A manual trigger bypasses some restrictions:
- It runs even if
reviewOnPushisfalse. - It does not bypass
targetBranchFilters— the PR's target branch must still match a configured filter. (A future release will let manual reviews run on any branch; today they are gated by the same filter as automatic reviews.) - It does not bypass
enabled: false— a disabled repository cannot be reviewed manually. - It does not bypass RC quota — if you are out of credits, manual reviews fail like automatic ones.
Common configurations
Default — automatic on every push, manual available on demand. Recommended for most teams.
reviewOnPush: true
allowManualInvocation: true
Manual-only — review when explicitly requested. Useful when a team wants to control spend tightly or only review just before merging.
reviewOnPush: false
allowManualInvocation: true
Auto-only — every push reviewed, no manual override. Rare; reduces flexibility for developers.
reviewOnPush: true
allowManualInvocation: false
Disabled. Equivalent to setting enabled: false on the repository.
enabled: false
How triggers interact with other settings
| Condition | Auto-review | Manual review |
|---|---|---|
Repository enabled: false | Skipped | Skipped |
Branch outside targetBranchFilters | Skipped | Skipped[^bypass] |
reviewOnPush: false | Skipped | Runs |
| RC quota exhausted | Fails | Fails |
[^bypass]: A future release will let manual reviews bypass branch filters. Today the orchestrator applies the filter unconditionally.
Cost
Manual and automatic reviews consume RCs the same way. Triggering a review by hand does not make it free.
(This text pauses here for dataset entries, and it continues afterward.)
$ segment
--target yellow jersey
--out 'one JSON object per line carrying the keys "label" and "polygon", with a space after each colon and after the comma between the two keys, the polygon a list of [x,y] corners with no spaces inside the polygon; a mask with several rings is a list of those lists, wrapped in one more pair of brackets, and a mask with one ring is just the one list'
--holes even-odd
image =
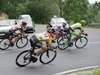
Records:
{"label": "yellow jersey", "polygon": [[35,33],[36,38],[40,41],[47,41],[49,44],[52,44],[52,36],[48,32]]}

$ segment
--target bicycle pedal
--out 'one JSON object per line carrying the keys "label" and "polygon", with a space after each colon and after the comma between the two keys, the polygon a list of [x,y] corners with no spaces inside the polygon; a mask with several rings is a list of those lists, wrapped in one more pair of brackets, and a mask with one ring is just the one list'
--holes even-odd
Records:
{"label": "bicycle pedal", "polygon": [[73,46],[73,43],[70,43],[70,44],[69,44],[69,47],[72,47],[72,46]]}
{"label": "bicycle pedal", "polygon": [[13,46],[14,46],[14,43],[11,42],[11,43],[9,44],[9,46],[13,47]]}
{"label": "bicycle pedal", "polygon": [[36,61],[38,60],[38,58],[36,58],[36,57],[31,57],[31,61],[33,62],[33,63],[35,63]]}
{"label": "bicycle pedal", "polygon": [[11,47],[13,47],[14,46],[14,44],[12,44],[12,45],[10,45]]}

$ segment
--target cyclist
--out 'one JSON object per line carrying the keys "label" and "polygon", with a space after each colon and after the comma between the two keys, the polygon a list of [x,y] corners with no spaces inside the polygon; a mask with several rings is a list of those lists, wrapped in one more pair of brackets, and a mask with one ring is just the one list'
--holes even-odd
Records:
{"label": "cyclist", "polygon": [[[14,43],[20,39],[21,36],[24,35],[24,28],[25,26],[27,25],[27,23],[25,21],[22,21],[22,24],[20,25],[14,25],[10,30],[9,32],[12,34],[12,35],[16,35],[16,37],[14,37],[11,41],[10,41],[10,46],[14,46]],[[16,34],[16,32],[18,34]]]}
{"label": "cyclist", "polygon": [[[46,32],[33,34],[33,36],[30,38],[30,45],[34,55],[39,55],[47,49],[52,48],[52,43],[55,37],[54,32],[54,29],[49,28]],[[48,43],[48,46],[44,42]],[[41,49],[37,52],[34,52],[36,47]]]}
{"label": "cyclist", "polygon": [[55,39],[61,37],[64,35],[64,29],[67,27],[69,27],[68,23],[65,23],[63,22],[61,26],[58,26],[58,25],[55,25],[55,26],[52,26],[50,23],[48,23],[50,27],[48,27],[47,29],[49,28],[53,28],[55,30],[54,32],[54,35],[56,35]]}
{"label": "cyclist", "polygon": [[62,27],[63,27],[63,30],[65,30],[66,28],[69,28],[69,25],[67,23],[63,22]]}
{"label": "cyclist", "polygon": [[[70,40],[70,44],[72,44],[73,40],[78,39],[81,34],[84,34],[87,36],[87,33],[85,33],[83,30],[84,25],[86,25],[86,21],[81,20],[80,23],[75,23],[75,24],[71,25],[67,30],[65,30],[65,32],[70,32],[72,35],[75,36],[72,40]],[[76,29],[79,29],[80,33],[75,32],[74,30],[76,30]]]}

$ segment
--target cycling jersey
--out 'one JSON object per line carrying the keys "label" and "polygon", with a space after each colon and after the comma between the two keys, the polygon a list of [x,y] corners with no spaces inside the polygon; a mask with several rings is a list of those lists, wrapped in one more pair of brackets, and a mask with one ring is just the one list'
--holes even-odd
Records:
{"label": "cycling jersey", "polygon": [[14,25],[10,30],[14,30],[15,32],[18,31],[20,33],[24,33],[23,25]]}
{"label": "cycling jersey", "polygon": [[48,41],[49,44],[52,44],[52,36],[48,32],[35,33],[34,36],[36,36],[39,42]]}
{"label": "cycling jersey", "polygon": [[20,25],[15,25],[15,29],[16,29],[16,30],[17,30],[17,29],[20,29],[22,32],[24,32],[24,27],[23,27],[22,24],[20,24]]}
{"label": "cycling jersey", "polygon": [[63,30],[62,26],[57,26],[57,25],[53,26],[52,28],[55,30],[54,32],[55,35],[58,35],[60,31]]}
{"label": "cycling jersey", "polygon": [[70,33],[74,36],[77,36],[79,33],[75,32],[74,30],[75,29],[82,30],[82,25],[81,25],[81,23],[75,23],[75,24],[71,25],[70,28],[72,29],[72,30],[70,30]]}
{"label": "cycling jersey", "polygon": [[57,30],[57,31],[59,31],[59,30],[63,30],[63,27],[62,26],[53,26],[52,27],[53,29],[55,29],[55,30]]}
{"label": "cycling jersey", "polygon": [[82,25],[81,23],[75,23],[73,25],[70,26],[73,30],[75,29],[81,29],[82,30]]}

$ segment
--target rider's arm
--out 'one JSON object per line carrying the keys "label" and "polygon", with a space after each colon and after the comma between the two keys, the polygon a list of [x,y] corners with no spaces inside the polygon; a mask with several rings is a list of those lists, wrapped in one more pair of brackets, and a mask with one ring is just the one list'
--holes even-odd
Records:
{"label": "rider's arm", "polygon": [[88,35],[87,33],[84,32],[82,27],[80,28],[80,34],[83,34],[83,35],[86,35],[86,36]]}
{"label": "rider's arm", "polygon": [[84,30],[81,30],[81,34],[88,36],[88,34],[84,32]]}
{"label": "rider's arm", "polygon": [[52,40],[53,40],[53,38],[50,37],[50,38],[49,38],[49,43],[48,43],[48,47],[49,47],[49,48],[52,48]]}
{"label": "rider's arm", "polygon": [[21,35],[24,35],[24,34],[25,34],[25,33],[24,33],[24,30],[22,30],[22,31],[21,31]]}
{"label": "rider's arm", "polygon": [[20,34],[23,36],[25,33],[24,33],[24,28],[21,27],[21,28],[18,28],[18,30],[20,31]]}

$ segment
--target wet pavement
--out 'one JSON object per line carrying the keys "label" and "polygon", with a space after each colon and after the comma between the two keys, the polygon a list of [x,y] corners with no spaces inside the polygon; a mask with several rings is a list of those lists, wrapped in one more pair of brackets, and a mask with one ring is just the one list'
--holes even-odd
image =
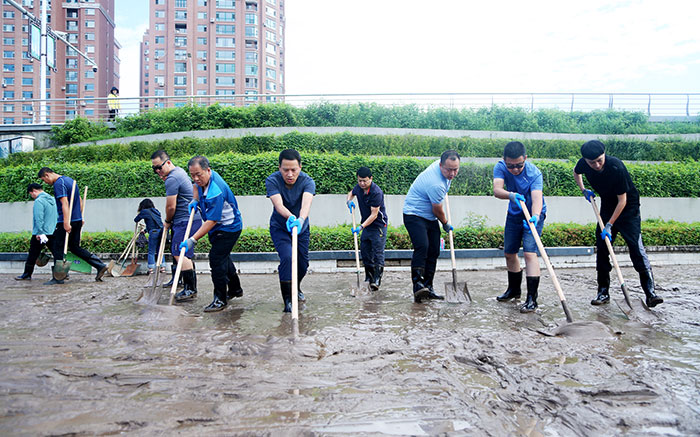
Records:
{"label": "wet pavement", "polygon": [[459,272],[472,304],[420,305],[406,272],[358,297],[354,274],[311,274],[296,338],[275,275],[213,314],[206,275],[175,307],[136,304],[144,276],[0,275],[0,434],[698,435],[698,271],[656,268],[666,302],[628,319],[589,304],[592,269],[558,270],[585,322],[566,327],[547,276],[520,314],[495,300],[505,271]]}

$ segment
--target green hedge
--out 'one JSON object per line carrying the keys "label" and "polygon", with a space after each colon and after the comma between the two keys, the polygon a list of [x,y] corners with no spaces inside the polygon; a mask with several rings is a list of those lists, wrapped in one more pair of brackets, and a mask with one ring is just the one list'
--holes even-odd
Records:
{"label": "green hedge", "polygon": [[[355,183],[355,171],[372,168],[375,182],[386,194],[406,194],[429,160],[399,157],[362,157],[340,154],[304,154],[303,170],[316,181],[317,194],[344,194]],[[187,159],[173,160],[185,167]],[[236,195],[265,194],[265,178],[277,170],[277,154],[238,155],[224,153],[210,157],[212,168],[226,180]],[[538,162],[546,196],[579,196],[571,162]],[[40,164],[0,169],[0,202],[28,200],[26,187],[37,182]],[[69,175],[90,187],[93,199],[163,196],[163,182],[146,162],[102,162],[55,164],[54,171]],[[630,164],[633,181],[642,196],[699,197],[700,162]],[[493,164],[463,163],[452,183],[454,195],[492,195]],[[47,187],[48,190],[49,187]]]}
{"label": "green hedge", "polygon": [[[225,152],[257,154],[294,148],[302,153],[338,152],[344,155],[370,156],[440,156],[455,149],[465,157],[503,155],[509,140],[489,138],[445,138],[418,135],[362,135],[349,132],[315,134],[292,132],[285,135],[245,136],[241,138],[184,138],[156,142],[134,141],[129,144],[62,147],[31,153],[13,153],[0,160],[0,166],[28,164],[53,165],[56,162],[148,161],[151,154],[163,149],[173,158],[194,155],[211,156]],[[581,141],[521,140],[531,158],[579,158]],[[700,159],[700,141],[635,139],[606,141],[607,152],[623,160],[687,161]]]}
{"label": "green hedge", "polygon": [[[593,246],[594,225],[547,224],[542,242],[547,247]],[[678,223],[660,220],[642,222],[644,244],[647,246],[692,246],[700,244],[700,222]],[[131,239],[130,232],[86,232],[82,246],[97,253],[120,253]],[[444,236],[444,235],[443,235]],[[0,252],[26,252],[29,233],[0,233]],[[624,245],[619,238],[618,245]],[[467,227],[455,230],[455,245],[460,249],[498,248],[503,245],[502,227]],[[206,253],[210,245],[206,237],[197,243],[196,252]],[[350,226],[311,228],[310,250],[353,250]],[[406,229],[390,227],[387,249],[411,249]],[[267,229],[244,229],[234,247],[235,252],[274,252]],[[145,249],[140,250],[141,253]]]}
{"label": "green hedge", "polygon": [[[90,131],[82,121],[76,120],[54,129],[56,140],[69,144],[105,137],[102,124],[96,124]],[[300,108],[278,103],[248,107],[188,105],[152,110],[118,119],[113,136],[268,126],[358,126],[592,134],[700,132],[698,121],[649,123],[644,113],[629,111],[527,111],[500,106],[477,110],[424,109],[417,105],[382,106],[376,103],[318,103]]]}

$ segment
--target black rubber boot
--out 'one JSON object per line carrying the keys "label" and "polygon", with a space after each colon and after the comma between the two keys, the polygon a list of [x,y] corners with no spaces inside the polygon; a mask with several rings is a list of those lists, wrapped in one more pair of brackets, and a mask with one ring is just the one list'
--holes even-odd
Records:
{"label": "black rubber boot", "polygon": [[663,298],[658,296],[654,290],[654,275],[652,275],[651,270],[639,272],[639,282],[642,284],[642,290],[644,290],[644,294],[647,297],[647,306],[649,308],[664,303]]}
{"label": "black rubber boot", "polygon": [[435,268],[425,269],[425,286],[428,287],[428,299],[445,300],[445,296],[440,296],[435,293],[433,288],[433,278],[435,277]]}
{"label": "black rubber boot", "polygon": [[374,266],[365,264],[365,282],[369,282],[370,284],[372,284],[372,282],[374,282],[375,274],[376,273],[374,271]]}
{"label": "black rubber boot", "polygon": [[413,301],[415,303],[423,302],[423,299],[428,299],[430,290],[425,286],[425,279],[423,278],[424,270],[421,267],[414,267],[411,269],[411,281],[413,281]]}
{"label": "black rubber boot", "polygon": [[[51,271],[52,271],[52,272],[55,272],[55,271],[56,271],[56,264],[53,265],[53,269],[52,269]],[[62,279],[56,279],[54,276],[51,276],[51,280],[50,280],[50,281],[44,282],[44,285],[59,285],[59,284],[63,284],[63,280],[62,280]]]}
{"label": "black rubber boot", "polygon": [[194,269],[183,270],[180,272],[180,276],[182,276],[183,289],[175,295],[175,301],[184,302],[197,297],[197,276]]}
{"label": "black rubber boot", "polygon": [[531,313],[537,309],[537,289],[540,286],[539,276],[526,276],[527,283],[527,298],[525,303],[520,307],[521,313]]}
{"label": "black rubber boot", "polygon": [[520,298],[520,283],[523,281],[523,271],[520,270],[519,272],[508,272],[508,288],[506,291],[496,297],[496,300],[499,302],[508,302],[511,299],[519,299]]}
{"label": "black rubber boot", "polygon": [[382,285],[382,274],[384,273],[384,266],[377,266],[374,269],[374,280],[369,283],[369,288],[372,291],[379,290],[379,286]]}
{"label": "black rubber boot", "polygon": [[301,280],[299,280],[299,285],[297,285],[297,302],[306,302],[306,296],[304,295],[304,292],[301,291]]}
{"label": "black rubber boot", "polygon": [[610,302],[610,272],[598,271],[598,295],[591,305],[603,305]]}
{"label": "black rubber boot", "polygon": [[24,268],[24,273],[22,273],[19,276],[15,276],[15,281],[31,281],[32,280],[32,274],[27,273],[27,267]]}
{"label": "black rubber boot", "polygon": [[[214,294],[216,295],[216,291],[214,291]],[[214,300],[211,301],[209,305],[204,307],[204,312],[205,313],[213,313],[216,311],[221,311],[224,308],[226,308],[226,302],[222,301],[218,297],[214,296]]]}
{"label": "black rubber boot", "polygon": [[280,291],[284,302],[284,312],[292,312],[292,281],[280,281]]}
{"label": "black rubber boot", "polygon": [[228,291],[226,297],[233,299],[234,297],[242,297],[243,288],[241,288],[241,280],[238,278],[238,273],[234,273],[228,277]]}
{"label": "black rubber boot", "polygon": [[[163,283],[163,288],[170,288],[173,286],[173,279],[175,279],[175,270],[177,270],[177,264],[172,264],[170,266],[170,272],[172,276],[170,276],[170,280],[168,282]],[[182,285],[182,275],[180,275],[180,278],[177,280],[177,285]]]}

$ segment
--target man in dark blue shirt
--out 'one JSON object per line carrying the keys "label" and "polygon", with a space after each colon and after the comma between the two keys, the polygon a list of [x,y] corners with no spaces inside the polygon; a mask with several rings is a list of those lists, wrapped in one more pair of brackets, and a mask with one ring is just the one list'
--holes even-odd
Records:
{"label": "man in dark blue shirt", "polygon": [[357,197],[360,208],[360,224],[352,230],[360,233],[360,251],[365,266],[365,281],[373,291],[379,290],[384,273],[384,247],[388,218],[384,206],[384,192],[372,181],[372,170],[360,167],[357,170],[357,185],[348,193],[346,203],[352,214]]}
{"label": "man in dark blue shirt", "polygon": [[[42,167],[39,170],[39,179],[44,183],[53,186],[53,195],[56,198],[56,209],[58,210],[58,222],[56,230],[53,233],[53,245],[51,253],[53,254],[54,263],[63,260],[63,247],[68,234],[68,250],[73,255],[84,259],[88,264],[97,269],[95,281],[102,281],[102,277],[107,271],[107,266],[95,254],[80,247],[80,230],[83,227],[83,214],[80,207],[80,189],[78,184],[75,184],[75,193],[73,198],[73,211],[70,210],[70,196],[73,189],[73,179],[68,176],[61,176],[48,167]],[[70,216],[70,222],[66,222],[63,218]],[[55,264],[54,264],[55,267]],[[62,280],[51,278],[45,285],[62,284]]]}
{"label": "man in dark blue shirt", "polygon": [[[297,228],[299,285],[309,267],[309,210],[316,194],[316,183],[301,171],[301,156],[294,149],[283,150],[279,155],[279,171],[265,180],[267,197],[272,201],[270,237],[280,257],[277,269],[284,312],[292,311],[292,235]],[[305,297],[299,287],[299,301]]]}
{"label": "man in dark blue shirt", "polygon": [[204,311],[221,311],[226,308],[228,299],[243,296],[241,281],[231,261],[231,250],[243,229],[241,212],[231,188],[211,169],[207,158],[195,156],[187,167],[197,188],[189,209],[199,207],[204,223],[194,235],[180,243],[179,248],[192,250],[197,240],[209,234],[209,267],[214,283],[214,300]]}

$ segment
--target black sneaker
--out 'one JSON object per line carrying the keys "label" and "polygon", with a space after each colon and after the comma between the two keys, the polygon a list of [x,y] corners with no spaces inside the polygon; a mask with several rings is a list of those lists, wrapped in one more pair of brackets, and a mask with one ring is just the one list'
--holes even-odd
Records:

For pricing details, see the billing documentation.
When to turn auto-review off
Most teams should leave reviewOnPush: true and use branch filters to narrow the set of PRs that get reviewed. Toggling auto-review off entirely makes sense in two cases:
- Tight cost control — A team that only wants the AI review just before merge, and is willing to require developers to click the action.
- Phased rollout — During the first week of an ADO Pilot trial, you may want manual-only so the team chooses when to engage with the tool.
For everyday operation, narrowing branch filters is a finer-grained tool than disabling auto-review.